Copyright Ó 1998 by MSTR Technology
This document describes a new module for parsing numeric input for CAE applications, s_parser (symbolic parser). The mechanics of including it in an application are easy if the application was originally using the parser module – the function name and calling sequence are nearly identical. However, quite a lot is going on behind the scenes. In a nutshell, this new module allows the user to define symbolic constants and functions, and insert expressions using these into the input stream rather than hard-coded constant numbers only. All of the logic for doing this is taken care of within the module. All of MSTR Technology applications that rely on numeric input, either from files or the keyboard, can use this capability.

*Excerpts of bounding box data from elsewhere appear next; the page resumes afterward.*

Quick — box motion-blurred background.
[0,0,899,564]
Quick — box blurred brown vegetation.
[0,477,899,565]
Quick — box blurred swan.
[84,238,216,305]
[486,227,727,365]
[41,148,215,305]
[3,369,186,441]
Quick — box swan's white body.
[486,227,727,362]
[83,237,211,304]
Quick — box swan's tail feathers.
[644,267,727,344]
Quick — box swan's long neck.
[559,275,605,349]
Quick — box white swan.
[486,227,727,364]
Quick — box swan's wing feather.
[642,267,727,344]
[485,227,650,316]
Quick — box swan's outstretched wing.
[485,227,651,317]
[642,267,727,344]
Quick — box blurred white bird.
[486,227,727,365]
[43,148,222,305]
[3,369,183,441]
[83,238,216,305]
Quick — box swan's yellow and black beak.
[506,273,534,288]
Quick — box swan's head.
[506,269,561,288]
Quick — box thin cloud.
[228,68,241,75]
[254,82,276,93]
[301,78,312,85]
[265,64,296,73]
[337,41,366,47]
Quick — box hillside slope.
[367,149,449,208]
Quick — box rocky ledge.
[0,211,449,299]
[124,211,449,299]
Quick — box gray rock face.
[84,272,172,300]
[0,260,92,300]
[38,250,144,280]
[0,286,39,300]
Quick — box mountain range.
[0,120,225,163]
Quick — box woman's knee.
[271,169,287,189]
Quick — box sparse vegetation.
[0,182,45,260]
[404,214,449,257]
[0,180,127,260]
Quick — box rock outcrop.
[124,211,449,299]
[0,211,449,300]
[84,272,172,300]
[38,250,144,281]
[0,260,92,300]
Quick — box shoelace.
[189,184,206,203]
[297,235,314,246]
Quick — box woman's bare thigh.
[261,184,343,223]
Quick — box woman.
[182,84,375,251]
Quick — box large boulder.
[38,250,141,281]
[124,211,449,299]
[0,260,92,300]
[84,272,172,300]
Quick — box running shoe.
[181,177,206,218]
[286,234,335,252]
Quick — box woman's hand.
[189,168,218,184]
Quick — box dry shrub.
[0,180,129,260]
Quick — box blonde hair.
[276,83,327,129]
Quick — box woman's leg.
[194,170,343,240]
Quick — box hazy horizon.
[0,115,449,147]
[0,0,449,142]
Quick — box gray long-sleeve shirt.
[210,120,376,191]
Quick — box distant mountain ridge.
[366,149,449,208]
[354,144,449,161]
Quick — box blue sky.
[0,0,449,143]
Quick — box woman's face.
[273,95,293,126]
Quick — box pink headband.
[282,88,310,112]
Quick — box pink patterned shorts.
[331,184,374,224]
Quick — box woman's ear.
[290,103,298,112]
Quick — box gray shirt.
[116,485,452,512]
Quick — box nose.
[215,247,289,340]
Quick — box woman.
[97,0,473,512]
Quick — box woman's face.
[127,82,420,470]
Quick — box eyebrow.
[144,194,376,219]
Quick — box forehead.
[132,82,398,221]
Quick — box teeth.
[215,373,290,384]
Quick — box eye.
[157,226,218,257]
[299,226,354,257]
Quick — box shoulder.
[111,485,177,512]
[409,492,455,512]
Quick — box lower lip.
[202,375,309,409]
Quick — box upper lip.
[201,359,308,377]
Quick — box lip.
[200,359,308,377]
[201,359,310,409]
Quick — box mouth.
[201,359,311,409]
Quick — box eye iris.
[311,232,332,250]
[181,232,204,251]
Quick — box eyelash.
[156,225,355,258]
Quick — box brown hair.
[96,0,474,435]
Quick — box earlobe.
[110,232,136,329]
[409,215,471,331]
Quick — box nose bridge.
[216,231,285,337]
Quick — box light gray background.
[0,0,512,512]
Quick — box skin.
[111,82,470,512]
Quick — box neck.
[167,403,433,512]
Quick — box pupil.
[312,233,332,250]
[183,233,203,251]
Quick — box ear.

Additional features will eventually be provided for interactive programs to allow the user to view and manipulate the internal symbol tables. This will be done by slightly expanding the s_parser module itself (to include more external control functions) and by writing a set of user-interface objects. You can currently only view the loaded and evaluated symbol table by using the Extras:Symbol Table pull-down menu. When you do this, be aware the first few entries in the table are software defined and should be ignored.
If you are thinking of using this module, please note that its intent is to assist the user to input numerical data, not string data. All of the symbols, functions, and operators deal with 64-bit floating point numbers. Therefore, this module is not particularly appropriate for input consisting primarily of strings or for input data that are totally generated by another computer program. In those cases, the original parser module should be adequate, which was included as a separate function ("old_parser") in the s_parser module
A quick example will give you a flavor of what this module does. Suppose a user wants to create a CAE2D-style points file to define a square box. Suppose the box is centered at (0,0) and its side length is 1. The points file might look like this:
1, -0.5, -0.5
2, 0.5, -0.5
3, 0.5, 0.5
4, -0.5, 0.5
There is nothing particularly wrong with this until the user decides she really wanted the box centered at (1,2) and the side length should be 0.85. Now, she is faced with manually changing eight numbers in the data file (or interactively, if she is using CAEGEN), with all of the tedium and opportunity for errors that represents.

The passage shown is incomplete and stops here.